Breakfast Briefing: Sandy washes out Google launch, Surface RT’s Google fail and Tech City turns two
Good morning. The week’s first tech stories include Google’s lost Nexus launch, how Surface RT users are left without Google and how IBM hopes to reverse chip manufacturing
Sandy takes out Google’s launch
The arrival of Hurricane Sandy in New York has led Google to cancel its press conference today. The nasty weather means Google has delayed the expected launch of a 10in Nexus tablet – yes, that’s right, they’re copying each other – as well as a new phone. Now we’ll have to wait until the weather clears to find out exactly what Google has planned. All Things Digital has the details.
Surface RT users lost on the web
When Apple launched it’s latest version of iOS it was lampooned for the mapping service that meant people couldn’t find their way out of a paper bag. Surface RT owners might have similar problems finding their way around the web, with Search Engine Land reporting that the RT models don’t have a Google app.
Microsoft blamed the glaring omission on Google. “Apparently their search app doesn’t work on ARM devices,” the company said. “We just checked the app details in the Windows Store and ARM is not listed as a supported architecture.” Still, there’s always Bing. And the built-in browser.
Tech City two years on
Happy second birthday, Tech City – it’s been two years since East London was renamed by the government in the hopes of drawing digital firms to the area.
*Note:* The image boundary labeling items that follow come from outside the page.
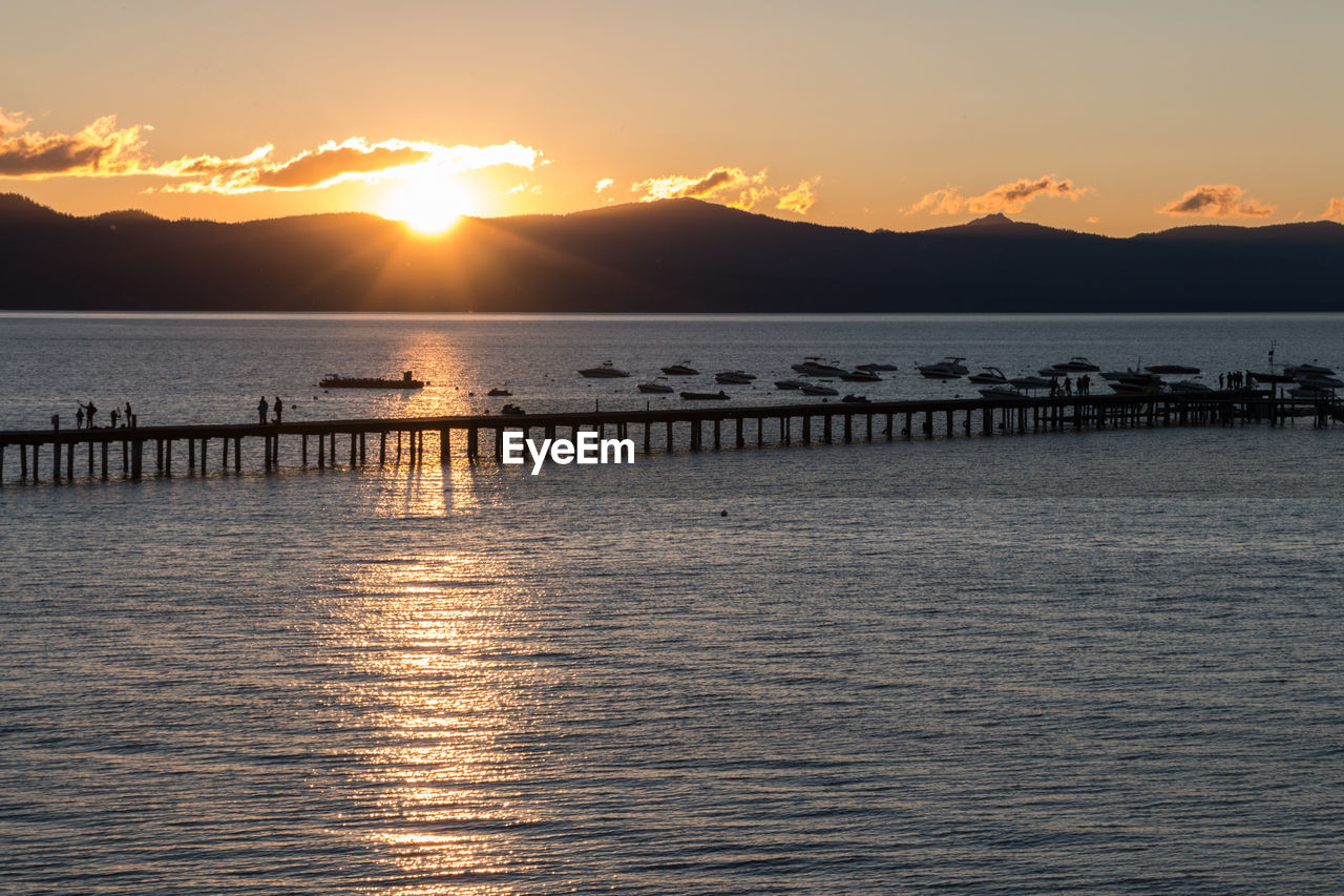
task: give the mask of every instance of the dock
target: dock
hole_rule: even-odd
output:
[[[521,416],[386,417],[282,424],[120,426],[0,431],[0,484],[137,480],[144,475],[204,476],[300,468],[437,463],[454,456],[503,460],[505,432],[524,437],[630,439],[637,451],[700,451],[855,440],[933,439],[1103,431],[1133,426],[1281,426],[1309,417],[1344,422],[1337,400],[1275,396],[1269,390],[1107,394],[1048,398],[953,398],[871,404],[680,404],[646,410],[558,412]],[[285,445],[282,455],[281,445]]]

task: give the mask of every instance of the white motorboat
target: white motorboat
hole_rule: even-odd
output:
[[[659,377],[652,382],[641,382],[638,386],[636,386],[636,389],[638,389],[640,391],[648,391],[655,394],[668,394],[672,391],[672,386],[671,383],[668,383],[667,377]]]
[[[965,358],[953,358],[948,355],[935,365],[919,365],[919,375],[927,377],[929,379],[961,379],[969,370],[961,363]]]
[[[1015,386],[985,386],[980,390],[980,394],[985,398],[1030,398],[1027,393],[1021,391]]]
[[[755,379],[753,374],[742,373],[741,370],[720,370],[714,374],[714,382],[724,386],[746,386],[753,379]]]
[[[840,393],[831,386],[823,386],[818,382],[809,382],[801,389],[798,389],[804,396],[839,396]]]
[[[970,374],[966,379],[986,386],[1003,386],[1008,383],[1008,377],[999,367],[985,367],[977,374]]]
[[[843,373],[849,373],[844,367],[828,365],[824,358],[816,357],[804,358],[801,365],[793,365],[793,370],[806,377],[839,377]]]
[[[606,361],[598,365],[597,367],[589,367],[586,370],[581,370],[579,375],[587,377],[590,379],[614,379],[617,377],[629,377],[630,374],[626,373],[625,370],[621,370],[620,367],[613,366],[610,361]]]
[[[1059,373],[1095,373],[1101,370],[1101,367],[1081,355],[1074,355],[1068,361],[1058,365],[1050,365],[1050,367],[1051,370],[1058,370]]]

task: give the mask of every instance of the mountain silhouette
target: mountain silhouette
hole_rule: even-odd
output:
[[[781,221],[696,199],[464,218],[90,218],[0,195],[7,309],[1152,312],[1340,311],[1344,225],[1129,238],[991,214],[933,230]]]

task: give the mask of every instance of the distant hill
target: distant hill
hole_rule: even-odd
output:
[[[0,270],[7,309],[1341,311],[1344,225],[868,233],[671,199],[425,239],[367,214],[77,218],[5,194]]]

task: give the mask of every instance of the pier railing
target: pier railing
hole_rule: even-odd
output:
[[[277,470],[284,455],[298,467],[449,463],[503,459],[504,433],[555,439],[595,431],[632,439],[644,453],[746,448],[794,443],[851,443],[934,436],[1063,432],[1118,426],[1271,426],[1310,417],[1314,425],[1344,422],[1344,406],[1331,400],[1275,396],[1262,390],[1071,396],[1050,398],[954,398],[871,404],[789,405],[685,404],[648,410],[556,412],[539,414],[379,417],[284,424],[121,426],[94,429],[0,431],[0,482],[73,482],[146,472],[207,475],[259,465]],[[484,439],[482,439],[484,436]],[[484,443],[484,444],[482,444]],[[175,461],[176,447],[176,461]],[[259,451],[258,451],[259,448]],[[185,451],[184,451],[185,449]],[[245,451],[246,449],[246,451]]]

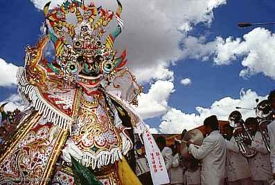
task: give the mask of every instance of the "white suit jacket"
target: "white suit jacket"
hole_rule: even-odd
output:
[[[265,147],[260,132],[255,134],[251,146],[258,152],[253,158],[249,159],[252,179],[257,181],[269,179],[272,175],[270,155]]]
[[[184,183],[184,171],[179,167],[179,154],[177,153],[172,157],[171,167],[171,184]]]
[[[186,171],[184,173],[184,184],[200,184],[200,170],[199,168],[194,172]]]
[[[223,184],[227,143],[219,131],[213,131],[205,137],[199,148],[190,144],[188,150],[195,158],[202,159],[202,184]]]
[[[275,121],[267,126],[267,130],[270,139],[270,162],[272,173],[275,173]]]
[[[234,137],[226,140],[227,146],[226,170],[229,182],[250,177],[249,166],[247,159],[240,152]]]
[[[164,162],[166,166],[166,170],[168,172],[172,166],[172,151],[169,147],[165,146],[161,150],[162,156],[163,157]]]

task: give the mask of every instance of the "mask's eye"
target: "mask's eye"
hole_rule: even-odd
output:
[[[113,68],[113,66],[112,65],[112,63],[110,63],[109,61],[105,61],[105,62],[103,62],[103,72],[107,74],[110,73]]]
[[[75,41],[73,43],[73,48],[76,49],[83,48],[83,43],[80,41]]]
[[[76,62],[69,61],[66,65],[66,72],[70,75],[76,75],[78,72],[78,64]]]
Has it been a success? A piece in The Observer suggests it’s still a work in progress, with Rohan Silva, the advisor who came up with the clever idea – presumably after watching too many episodes of Nathan Barley – citing the recently opened Google “campus” and new CEO Joanna Shields as signs of Silicon Roundabout’s success.
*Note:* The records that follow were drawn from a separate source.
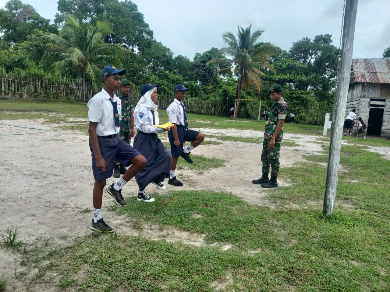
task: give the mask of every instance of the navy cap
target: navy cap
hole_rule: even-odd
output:
[[[177,92],[178,91],[182,91],[183,90],[189,90],[190,88],[186,88],[184,87],[183,85],[181,83],[180,84],[178,84],[177,85],[175,86],[175,88],[173,89],[174,92]]]
[[[112,74],[119,74],[120,75],[123,75],[126,74],[126,69],[118,70],[112,65],[108,65],[102,70],[101,74],[100,74],[100,80],[103,81],[103,77],[105,76],[107,77],[108,75],[111,75]]]
[[[158,88],[160,87],[160,86],[158,84],[156,84],[155,85],[152,85],[150,83],[146,83],[144,86],[141,88],[141,96],[143,96],[144,94],[153,87],[157,87],[157,89],[158,89]]]

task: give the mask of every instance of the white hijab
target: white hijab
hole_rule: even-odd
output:
[[[137,105],[135,106],[135,108],[134,109],[134,115],[136,116],[138,114],[138,111],[140,107],[145,107],[154,111],[155,124],[158,125],[160,121],[158,119],[158,112],[157,111],[157,105],[153,102],[151,98],[152,93],[157,89],[157,87],[153,87],[142,95],[137,104]]]

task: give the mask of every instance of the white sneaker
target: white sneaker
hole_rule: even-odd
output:
[[[162,183],[160,183],[158,181],[156,181],[155,182],[152,183],[152,185],[154,185],[155,186],[157,186],[160,190],[166,190],[167,187],[164,185],[164,184]]]

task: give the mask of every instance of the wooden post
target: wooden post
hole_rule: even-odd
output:
[[[353,37],[357,7],[358,0],[346,0],[343,25],[341,63],[335,97],[333,120],[331,128],[326,182],[322,211],[323,214],[326,216],[333,215],[336,203],[343,122],[347,104],[352,63]]]

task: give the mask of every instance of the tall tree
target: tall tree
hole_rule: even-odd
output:
[[[63,48],[67,52],[49,53],[41,64],[51,67],[55,74],[63,74],[73,67],[80,70],[84,85],[87,77],[96,88],[100,83],[101,68],[108,64],[120,67],[121,48],[104,43],[105,35],[112,32],[111,25],[96,21],[95,25],[81,22],[74,16],[65,16],[65,24],[59,35],[50,33],[41,37]]]
[[[230,66],[218,70],[214,73],[213,78],[218,74],[231,72],[234,69],[233,72],[238,77],[236,90],[238,99],[241,97],[243,89],[247,91],[252,85],[259,93],[261,92],[263,81],[260,76],[264,73],[259,68],[269,68],[275,73],[269,58],[271,55],[277,54],[277,48],[270,44],[264,44],[257,47],[255,44],[264,31],[256,30],[251,33],[252,27],[251,24],[246,28],[239,26],[237,38],[232,32],[225,33],[223,37],[226,46],[221,49],[221,52],[231,58],[215,58],[207,63],[221,61],[229,62]]]
[[[124,0],[59,0],[54,22],[62,24],[64,16],[71,14],[83,21],[94,23],[105,21],[112,25],[113,32],[105,35],[104,41],[118,44],[143,52],[152,44],[153,31],[145,22],[136,5]]]
[[[5,8],[0,9],[0,32],[4,34],[4,41],[21,42],[35,29],[45,33],[58,31],[56,25],[51,25],[50,19],[41,16],[30,4],[11,0]]]

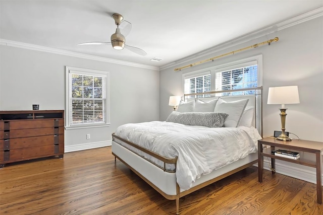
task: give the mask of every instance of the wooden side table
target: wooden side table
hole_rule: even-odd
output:
[[[262,145],[270,146],[270,149],[263,150]],[[297,160],[276,156],[272,155],[272,151],[275,150],[275,147],[283,148],[291,151],[304,152],[315,154],[315,162],[306,160],[304,158],[300,158]],[[275,168],[275,159],[281,160],[291,163],[295,163],[302,165],[314,167],[316,169],[316,191],[317,195],[317,201],[319,204],[322,203],[322,171],[321,153],[323,152],[323,142],[301,139],[293,139],[292,141],[279,140],[273,137],[266,137],[258,140],[258,179],[259,182],[262,182],[262,170],[263,169],[263,157],[271,158],[272,160],[272,168]],[[272,174],[275,172],[272,171]]]

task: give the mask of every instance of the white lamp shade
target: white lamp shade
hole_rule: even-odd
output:
[[[268,104],[299,104],[299,96],[297,86],[270,87]]]
[[[169,105],[177,106],[180,104],[181,101],[180,96],[170,96],[170,101],[168,103]]]

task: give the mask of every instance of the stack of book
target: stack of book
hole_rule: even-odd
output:
[[[283,150],[277,150],[275,153],[275,155],[295,160],[298,159],[299,158],[299,153]]]

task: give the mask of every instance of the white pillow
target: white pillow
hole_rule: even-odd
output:
[[[178,112],[193,112],[194,111],[194,107],[195,106],[195,101],[193,100],[188,102],[185,102],[183,100],[181,100],[180,104],[177,108]]]
[[[254,107],[247,107],[243,111],[239,126],[251,127],[254,116]]]
[[[220,98],[217,102],[214,112],[220,112],[229,114],[224,122],[224,126],[236,127],[239,125],[242,113],[249,99],[233,102],[226,102]]]
[[[194,112],[213,112],[217,101],[218,99],[208,102],[195,99],[195,107],[194,108]]]

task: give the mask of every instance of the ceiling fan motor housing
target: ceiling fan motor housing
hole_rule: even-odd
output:
[[[120,33],[119,28],[117,28],[116,33],[111,35],[111,44],[115,49],[121,50],[125,47],[126,38]]]

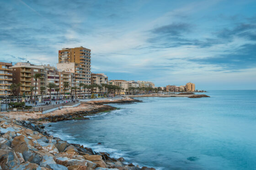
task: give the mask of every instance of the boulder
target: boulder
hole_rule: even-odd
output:
[[[46,167],[49,164],[56,164],[53,158],[48,155],[43,156],[39,165],[42,167]]]
[[[0,149],[0,165],[3,170],[10,169],[20,164],[19,159],[13,150]]]
[[[11,142],[11,147],[16,152],[23,153],[25,150],[28,150],[28,146],[33,145],[33,143],[24,135],[17,136]]]
[[[59,150],[59,152],[63,152],[68,146],[68,144],[65,141],[59,140],[56,142],[55,145]]]
[[[15,170],[42,170],[41,168],[38,165],[29,162],[16,165],[13,167],[13,169]]]
[[[95,169],[96,170],[119,170],[118,169],[116,168],[105,168],[98,167]]]
[[[106,163],[102,160],[98,160],[96,161],[93,161],[93,163],[97,164],[97,167],[101,167],[101,168],[107,168],[107,165],[106,164]]]
[[[102,157],[101,155],[83,155],[84,158],[86,160],[91,160],[91,161],[101,161],[102,160]]]
[[[2,136],[3,138],[7,138],[9,140],[11,140],[16,135],[15,132],[8,131],[5,134]]]
[[[87,162],[84,160],[69,159],[67,157],[56,158],[54,160],[57,164],[67,167],[75,165],[87,166]]]
[[[46,167],[53,170],[68,170],[65,166],[59,164],[48,164]]]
He also admitted more could be done, including starting a local university and improving transportation. Sadly, the story also claims the area’s seen a five-fold increase in tech firms in the area, a stat we know just isn’t true.
Government refuses call to put Turing on £10 note
The Treasury has responded to a petition to put Alan Turing on the £10 note. The petition now has more than 21,000 signatories, and Turing’s name has been added to a list of potential names for future banknotes – but that list includes more than 200 names submitted by the public, including such varied figures as architect Inigo Jones, famed diarist Samuel Pepys, and singer Robbie Williams. Really.
While it’s still possible Turing’s name could eventually be picked, the Treasury noted that to have the issue debated in parliament, the petition would need to gain 100,000 signatures. You can sign the petition here.
IBM shows off nanowire processors
Shrinking processor features is becoming increasingly difficult as the connections approach a scale where they are only a few atoms across. Nanowire processors have been tipped as a possible replacement technology, and IBM has demonstrated a chip that includes 10,000 such transistors. The idea works, according to Ars Technica, because instead of starting with a solid block and etching away unwanted material, nanowire processors are built in reverse.
“Silicon is a solid you carve down,” he told Ars, “while nanotubes are something you have to build up.”
Chinese comms company ditches Cisco
Call it tit-for-tat, or irony, but Chinese comms company China Unicom has notched up a score in the cyber spat between China and the US. Weeks after the US issued a warning against businesses dealing with Chinese company Huawei over security fears, China Unicom has ditched Cisco Systems in one of the county’s biggest backbone networks.
It’s a familiar story that the Morning Whistle describes. “Analysts indicated that the product vulnerability and back door problems are the main worries of China Unicom,” the site said.